After knowing where the problem was and how it was created, fixing it was straightforward. Interestingly, when I then checked the 3DNA forum registered users, I found five of them were in the "Registered COPPA Users" group. Obviously, the previous (wrong) registers did not complain — possibly lost interest in pursuing further, so this issue did not surfaced until recently.

In a real world as we live, what seems simple may not be. Nothing should be taken for granted.

3DNA in PDB

As mentioned previously, PDB makes use of blocview (part of 3DNA) to generate the simple yet effective images for nucleic-acid-containing structures. That's the connection I knew of between 3DNA and PDB. By pure chance, however, I recently noticed the 3DNA entry in PDB — it is actually a protein structure, completely unrelated to the 3DNA software package!

Just out of curiosity, I browsed the abstract of the Liu et al. article, titled "Halogenated benzenes bound within a non-polar cavity in T4 lysozyme provide examples of I...S and I...Se halogen-bonding" [J Mol Biol. 2009 Jan 16;385(2):595-605]. I then downloaded the full PDF version of the paper and read it carefully through. This work studied binding interactions of benzenes with the internal cavity of L99A mutated T4 lysozyme. The authors demonstrated that the center of the phenyl ring can be shifted by more than one angstrom due to different halogen-substitutions (where the 3DNA entry corresponds to C6H5I), and (further) proved the concept that "the protein is flexible and adapts to the size and shape of the ligand". At better than 2.0 Å resolution, they also observed the I...S and I...Se halogen-bonds.

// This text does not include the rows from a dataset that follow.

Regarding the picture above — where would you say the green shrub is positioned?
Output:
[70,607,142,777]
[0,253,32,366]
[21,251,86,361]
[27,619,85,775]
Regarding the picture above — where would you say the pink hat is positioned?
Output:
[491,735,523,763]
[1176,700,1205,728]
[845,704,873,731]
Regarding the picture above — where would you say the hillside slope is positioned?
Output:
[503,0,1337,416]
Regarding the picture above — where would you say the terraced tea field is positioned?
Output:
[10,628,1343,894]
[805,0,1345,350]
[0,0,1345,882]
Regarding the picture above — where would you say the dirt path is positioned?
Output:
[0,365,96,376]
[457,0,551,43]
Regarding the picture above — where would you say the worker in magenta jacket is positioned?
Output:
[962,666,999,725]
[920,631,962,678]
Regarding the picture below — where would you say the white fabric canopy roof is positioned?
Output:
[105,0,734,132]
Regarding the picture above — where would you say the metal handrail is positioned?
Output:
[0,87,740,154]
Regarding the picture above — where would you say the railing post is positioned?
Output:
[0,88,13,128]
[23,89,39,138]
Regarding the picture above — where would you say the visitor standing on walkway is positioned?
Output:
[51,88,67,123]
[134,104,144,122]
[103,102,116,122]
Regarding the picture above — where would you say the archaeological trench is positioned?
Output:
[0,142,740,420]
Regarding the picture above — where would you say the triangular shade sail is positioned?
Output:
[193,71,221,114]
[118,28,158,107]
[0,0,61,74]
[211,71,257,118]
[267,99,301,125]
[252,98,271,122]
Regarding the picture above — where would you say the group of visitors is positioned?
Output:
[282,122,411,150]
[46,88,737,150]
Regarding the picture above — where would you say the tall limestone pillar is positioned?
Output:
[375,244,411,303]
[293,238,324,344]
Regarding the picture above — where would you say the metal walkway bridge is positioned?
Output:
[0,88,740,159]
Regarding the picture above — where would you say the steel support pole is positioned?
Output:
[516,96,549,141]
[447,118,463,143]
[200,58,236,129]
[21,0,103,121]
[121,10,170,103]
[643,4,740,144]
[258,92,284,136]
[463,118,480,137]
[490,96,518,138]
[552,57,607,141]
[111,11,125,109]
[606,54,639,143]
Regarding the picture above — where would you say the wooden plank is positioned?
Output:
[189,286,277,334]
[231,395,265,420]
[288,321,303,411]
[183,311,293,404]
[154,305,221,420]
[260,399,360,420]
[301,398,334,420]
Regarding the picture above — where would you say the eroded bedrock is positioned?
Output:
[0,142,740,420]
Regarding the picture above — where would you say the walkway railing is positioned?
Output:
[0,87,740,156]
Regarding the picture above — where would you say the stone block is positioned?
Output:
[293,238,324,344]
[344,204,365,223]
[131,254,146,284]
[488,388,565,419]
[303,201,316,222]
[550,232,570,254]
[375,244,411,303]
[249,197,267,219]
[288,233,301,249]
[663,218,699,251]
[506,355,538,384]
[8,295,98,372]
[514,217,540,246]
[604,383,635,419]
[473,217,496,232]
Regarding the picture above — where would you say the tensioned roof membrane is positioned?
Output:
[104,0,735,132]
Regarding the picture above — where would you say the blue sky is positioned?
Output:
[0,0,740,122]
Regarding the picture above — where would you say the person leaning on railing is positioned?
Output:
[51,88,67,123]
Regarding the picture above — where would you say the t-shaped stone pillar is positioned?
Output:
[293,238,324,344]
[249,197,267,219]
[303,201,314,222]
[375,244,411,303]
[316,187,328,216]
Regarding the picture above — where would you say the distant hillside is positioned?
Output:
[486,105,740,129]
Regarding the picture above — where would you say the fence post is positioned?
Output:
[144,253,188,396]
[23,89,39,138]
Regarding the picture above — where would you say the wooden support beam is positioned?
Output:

I became interested in this paper not just because of the name of 3DNA, for which a quick browsing over the abstract would be sufficient. This paper also reminded me of an early article I published with the title "Influence of fluorine on aromatic interactions":
Non-covalent interactions between aromatic ligands influence the conformations of metal complexes, and the system [M(OAr)2L2] has been used to investigate the difference between phenyl–phenyl, phenyl–pentafluorophenyl and pentafluorophenyl–pentafluorophenyl interactions. X-Ray crystal structures show that pentafluorophenyl groups adopt partially stacked orientations with the two aromatic rings close to parallel and with significant π overlap. In contrast, phenyl groups are skewed away from each other with only edge-to-face contacts. Phenyl–pentafluorophenyl interactions adopt a coplanar fully stacked geometry. These results have been rationalised on the basis of energy calculations (carried out blind) using a variety of empirical models for treating weak non-covalent interactions. The major cause of the different behaviour of the three systems lies in the electrostatic interactions between the π systems.

Knowing of the pattern of a PDB id, — 4 characters long: the first character is a numeral in the range 0-9, while the rest can be either numerals or letters — I played around with some other possible ids with my name initials in it. Indeed I found one, 1XJL, a protein structure of human annexin A2 in the presence of calcium ions. If you are bimolecular structure-oriented, why not have a try with some ids of special meaning to you — you might be related to PDB in some unexpected way!